Ideally, a collection like this should be in part a love letter – or even a Dear John – to the city in question. It should invoke the spirit of those films which make the setting an integral a part of the romance between the lovers involved. New York has Woody Allen’s classic Manhattan, or for the younger, hipper audience (and one which doesn’t mind the fact Michael Cera will only ever have one facial expression), Nick And Norah’s Infinite Playlist. Dublin has Once, Paris Before Sunset and London – well, London probably has something by Richard Curtis, but I’ve never been able to contemplate watching Notting Hill or Love, Actually. Films which set tales of love lost and love found against classic backdrops like St Stephen’s Green, the great sweep of Broadway and that bench on Primrose Hill which lets you look down over the whole West End skyline.
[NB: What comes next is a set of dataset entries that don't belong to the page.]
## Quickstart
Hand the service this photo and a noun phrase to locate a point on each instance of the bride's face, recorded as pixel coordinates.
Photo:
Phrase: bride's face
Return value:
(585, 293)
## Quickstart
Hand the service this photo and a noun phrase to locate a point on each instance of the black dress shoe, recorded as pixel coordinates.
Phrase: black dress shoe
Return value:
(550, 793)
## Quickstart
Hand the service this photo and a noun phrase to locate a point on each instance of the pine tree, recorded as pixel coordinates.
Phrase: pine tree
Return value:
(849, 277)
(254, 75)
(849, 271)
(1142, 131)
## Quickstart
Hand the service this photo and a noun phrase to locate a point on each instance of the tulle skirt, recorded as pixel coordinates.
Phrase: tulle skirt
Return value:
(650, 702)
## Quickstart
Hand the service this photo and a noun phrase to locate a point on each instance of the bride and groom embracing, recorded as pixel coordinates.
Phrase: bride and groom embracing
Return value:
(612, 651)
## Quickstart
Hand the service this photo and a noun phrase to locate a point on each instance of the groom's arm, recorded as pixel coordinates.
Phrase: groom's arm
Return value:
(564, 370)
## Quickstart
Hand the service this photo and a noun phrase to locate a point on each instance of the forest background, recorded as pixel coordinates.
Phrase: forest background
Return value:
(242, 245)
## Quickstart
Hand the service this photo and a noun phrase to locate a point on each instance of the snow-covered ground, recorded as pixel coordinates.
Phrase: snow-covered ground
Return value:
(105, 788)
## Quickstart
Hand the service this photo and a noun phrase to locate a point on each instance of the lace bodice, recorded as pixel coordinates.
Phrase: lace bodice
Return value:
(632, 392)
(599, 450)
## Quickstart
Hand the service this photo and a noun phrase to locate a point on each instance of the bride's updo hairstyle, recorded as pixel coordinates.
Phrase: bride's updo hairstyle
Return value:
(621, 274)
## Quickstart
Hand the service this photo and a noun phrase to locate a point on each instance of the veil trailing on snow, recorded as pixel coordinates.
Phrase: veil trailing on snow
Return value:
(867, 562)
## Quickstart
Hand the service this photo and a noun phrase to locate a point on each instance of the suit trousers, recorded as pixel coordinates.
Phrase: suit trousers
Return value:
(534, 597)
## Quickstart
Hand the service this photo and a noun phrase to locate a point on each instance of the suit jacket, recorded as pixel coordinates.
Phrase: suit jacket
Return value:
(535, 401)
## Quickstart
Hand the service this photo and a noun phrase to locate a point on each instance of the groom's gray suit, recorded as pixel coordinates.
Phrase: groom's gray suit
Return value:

So does Sex In The City: London, the first release in the series, achieve this? To a large extent, yes. It has to be said there are a couple of stories among the dozen in the anthology in which the London setting is fairly coincidental. Francis Ann Kerr’s Monster is a sympathetically described account of a woman starting to spread her wings on the fetish scene, but though it takes place in the Torture Garden somewhere near Old Street it could well be a club in any number of cities. Lily Harlem’s The Champagne Whore features a woman picking up a client at the Grosvenor House Hotel, but the filthy encounter which follows comes with a twist ending that seasoned erotica readers have seen plenty of times before.
More intriguing are the stories with a stronger sense of place. The Soho backdrop of Kristina Lloyd’s The Caesar Club enables her to explore one of her favourite themes – the sleaziness below the surface of everyday life – in an unashamedly romantic account of a consensual kidnapping. Maxim himself, never one to shy away from exploring darkness and disappointment, uses Woke Up With The Hampstead Blues Again to examine the feeling so many Londoners have that you either belong north or south of the river, and that’s where you stay. Though he does chuck in a group of characters with a taste for gang-bangs along the way. Justine Elyot, in Thames Link, makes you feel the noise and dirt of summer in the city as Jane and the seedy lover she can’t keep away from have very public sex in Clerkenwell and Blackfriars.
Also worth mentioning are the quirky contributions from Matt Thorne and NJ Streitberger. Thorne’s What Are You Wearing? is an unusual take on the shapeshifter genre, with characters who are able to acquire the physical characteristics and sexual styles of other people simply by wearing clothing taken from luggage that’s been lost at Heathrow’s Terminal Five. In Streitberger’s The Girl On The Egyptian Escalator, Spencer falls instantly in lust with Sekhmet, a dominant beauty he meets in Harrods. She claims to be an expert in Egyptian antiquities, but her real identity is something much darker and deadlier…
As for my own contribution, Rain And Neon, it features the romance between a fortysomething waitress in a Soho snack bar and the young artist who wants to draw a nude portrait of her. I’m a great fan of seemingly mismatched couples finding true love (and spectacular sex), but the characters were also intended to represent the way Soho has changed over the last couple of decades.
One of the nice things about this collection is that the authors provide some background to their own story, as well as biographical details. Readers always like to know where writers find their inspiration, and these explanations add welcome depth to the reading of the story.
The Paris, Dublin and New York anthologies are out very soon, and further books are promised involving cities as diverse as Venice and Los Angeles, Barcelona and Edinburgh. Just make sure you find room for Amsterdam in there somewhere, Maxim – not that I need an excuse to write about the place!